Limites Limites  - Foto: Internet / Reprodução

 

SÃO PAULO (Folhapress) - A produção industrial nacional caiu em 11 dos 14 locais pesquisados pelo Instituto Brasileiro de Geografia e Estatística (IBGE), na passagem de julho para agosto deste ano. As quedas mais intensas foram observadas no Paraná (-8%), Espírito Santo (-6,4%), Amazonas (-5,7%) e em São Paulo (-5,4%), segundo dados da Pesquisa Industrial Mensal - Produção Física Regional, divulgada ontem. As informações são da Agência Brasil.
Também tiveram quedas, ainda que abaixo da média nacional de 3,8%, os Estados de Goiás (-2,9%), Minas Gerais (-2,8%), Pernambuco (-2,7%), do Ceará (-2,4%), Rio de Janeiro (-1,3%), Rio Grande do Sul (-0,2%) e de Santa Catarina (-0,2%).
Apenas a Bahia, com alta de 10,4%, o Pará, com 1,2%, e a Região Nordeste, com 0,8%, tiveram crescimento na produção em agosto, na comparação com julho.
Na comparação com igual mês do ano anterior, o setor industrial mostrou redução de 5,2% em agosto de 2016, com treze locais apontando resultados negativos. Vale citar que agosto de 2016 teve dois dias úteis a mais do agosto de 2015 (21). Nesse mês, os recuos mais intensos foram registrados por Espírito Santo (-23,9%) e Bahia (-11,3%), pressionados, em grande parte, pela queda na produção de indústrias extrativas (minérios de ferro pelotizados), no primeiro local; e de coque, derivados do petróleo e biocombustíveis (óleo diesel, óleos combustíveis, gasolina automotiva, parafinas, gás liquefeito de petróleo e naftas para petroquímica), no segundo.

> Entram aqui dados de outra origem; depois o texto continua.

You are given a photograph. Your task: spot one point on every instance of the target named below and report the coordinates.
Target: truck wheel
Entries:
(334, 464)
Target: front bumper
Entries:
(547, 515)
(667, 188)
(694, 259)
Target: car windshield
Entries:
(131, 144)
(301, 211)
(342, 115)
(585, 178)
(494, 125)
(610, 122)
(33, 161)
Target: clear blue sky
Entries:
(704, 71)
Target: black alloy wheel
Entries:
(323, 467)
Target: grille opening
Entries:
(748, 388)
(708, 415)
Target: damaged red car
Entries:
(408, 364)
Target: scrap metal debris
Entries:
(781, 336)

Goiás (-7,6%), Amazonas (-7,4%), Mato Grosso (-6,4%) e Minas Gerais (-5,5%) também apontaram resultados negativos mais acentuados do
que a média nacional (-5,2%), enquanto Rio de Janeiro (-4,5%), Região Nordeste (-3,7%), Paraná (-3,5%), São Paulo (-3,3%), Ceará (-2,4%), Pernambuco (-1,8%) e Rio Grande do Sul (-1,4%) completaram o conjunto de locais com taxas negativas nesse mês. Por outro lado, Pará, com expansão de 17%, assinalou o avanço mais elevado em agosto de 2016.